Seamos responsables. No podemos esperar demasiado para que empiecen a revertirse estas tendencias, pues no hay razones para refundar al país cada sexenio y menos para pedir resignación mientras termina una gestión de gobierno. Es hora del diálogo e incluso del debate abierto entre fuerzas políticas, organizaciones sociales e instituciones académicas, en busca de soluciones que, si no pueden dar frutos a corto plazo, deben emprenderse de inmediato, al menos, para evitar complicaciones más costosas para la nación.
No hay que esperar ninguna fecha para empezar a estructurar políticas de Estado pensadas para el mediano y largo plazos y en las que concurran los tres Poderes de la Unión y los tres órdenes de gobierno. Es urgente diseñar, discutir y adoptar una política para el crecimiento económico sostenido y sustentable, que integre las cadenas productivas y atenúe las desigualdades económicas regionales. Faltan políticas de Estado para construir infraestructura, preservar las cuencas hidrológicas, dar oportunidades de educación a los jóvenes, combatir y prevenir el crimen organizado y fortalecer la cohesión social a partir del combate efectivo a la desigualdad, empezando por las localidades de alta marginación.
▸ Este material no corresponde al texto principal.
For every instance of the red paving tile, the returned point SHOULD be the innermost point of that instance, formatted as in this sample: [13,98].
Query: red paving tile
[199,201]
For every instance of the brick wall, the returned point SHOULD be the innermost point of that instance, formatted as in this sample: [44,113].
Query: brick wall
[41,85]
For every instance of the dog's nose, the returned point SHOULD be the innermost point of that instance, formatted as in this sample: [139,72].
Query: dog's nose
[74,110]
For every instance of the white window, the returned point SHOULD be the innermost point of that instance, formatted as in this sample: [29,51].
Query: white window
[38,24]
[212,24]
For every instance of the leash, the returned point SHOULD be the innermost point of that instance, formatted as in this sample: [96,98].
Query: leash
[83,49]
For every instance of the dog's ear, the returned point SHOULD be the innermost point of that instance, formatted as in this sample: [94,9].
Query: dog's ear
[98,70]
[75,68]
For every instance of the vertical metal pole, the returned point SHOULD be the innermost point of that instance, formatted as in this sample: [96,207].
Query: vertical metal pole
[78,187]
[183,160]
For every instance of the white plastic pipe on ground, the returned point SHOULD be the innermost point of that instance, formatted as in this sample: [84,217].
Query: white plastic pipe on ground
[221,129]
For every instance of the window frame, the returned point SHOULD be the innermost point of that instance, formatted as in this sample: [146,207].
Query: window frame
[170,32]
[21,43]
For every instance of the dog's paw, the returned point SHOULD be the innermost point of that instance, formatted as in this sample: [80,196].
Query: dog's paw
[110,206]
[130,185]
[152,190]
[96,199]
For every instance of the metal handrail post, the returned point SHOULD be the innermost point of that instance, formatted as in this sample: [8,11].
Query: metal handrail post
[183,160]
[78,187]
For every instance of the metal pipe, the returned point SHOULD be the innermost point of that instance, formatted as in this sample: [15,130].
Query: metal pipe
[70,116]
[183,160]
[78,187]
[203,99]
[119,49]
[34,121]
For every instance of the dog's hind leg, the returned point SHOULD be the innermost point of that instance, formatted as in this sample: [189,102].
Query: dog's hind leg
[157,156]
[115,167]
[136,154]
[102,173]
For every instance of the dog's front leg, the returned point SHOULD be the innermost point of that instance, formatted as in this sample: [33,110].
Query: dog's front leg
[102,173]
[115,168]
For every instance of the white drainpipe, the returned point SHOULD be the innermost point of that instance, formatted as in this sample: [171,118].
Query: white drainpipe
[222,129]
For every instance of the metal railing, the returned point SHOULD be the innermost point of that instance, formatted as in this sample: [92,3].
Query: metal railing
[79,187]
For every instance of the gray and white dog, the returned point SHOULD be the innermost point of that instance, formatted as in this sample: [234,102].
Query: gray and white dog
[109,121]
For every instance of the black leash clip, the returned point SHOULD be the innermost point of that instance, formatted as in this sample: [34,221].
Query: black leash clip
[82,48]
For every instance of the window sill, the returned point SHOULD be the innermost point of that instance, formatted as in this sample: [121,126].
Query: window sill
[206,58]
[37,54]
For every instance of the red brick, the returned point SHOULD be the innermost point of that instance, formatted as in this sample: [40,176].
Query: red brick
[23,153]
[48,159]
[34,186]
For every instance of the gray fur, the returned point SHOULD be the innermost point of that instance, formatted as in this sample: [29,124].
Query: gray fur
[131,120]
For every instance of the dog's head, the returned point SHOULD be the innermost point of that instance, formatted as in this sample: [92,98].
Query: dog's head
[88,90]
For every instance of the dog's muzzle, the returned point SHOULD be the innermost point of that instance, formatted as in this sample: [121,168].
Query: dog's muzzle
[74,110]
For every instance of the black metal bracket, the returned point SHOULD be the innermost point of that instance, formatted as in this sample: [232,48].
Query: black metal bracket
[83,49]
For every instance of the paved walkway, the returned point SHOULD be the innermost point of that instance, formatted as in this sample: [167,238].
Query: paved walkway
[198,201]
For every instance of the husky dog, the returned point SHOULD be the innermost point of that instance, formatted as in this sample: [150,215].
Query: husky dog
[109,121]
Los legisladores del PRI pondremos nuestra parte para arribar a éstas y otras grandes decisiones. Pero es necesario revalorar la política, reconstruirla como debate entre ciudadanos libres, no como discordia y descalificación; reconocer que las sociedades son naturalmente diversas, que en la democracia emergen las diferencias y que éstas no obstruyen el diálogo ni los acuerdos, son su primer requisito.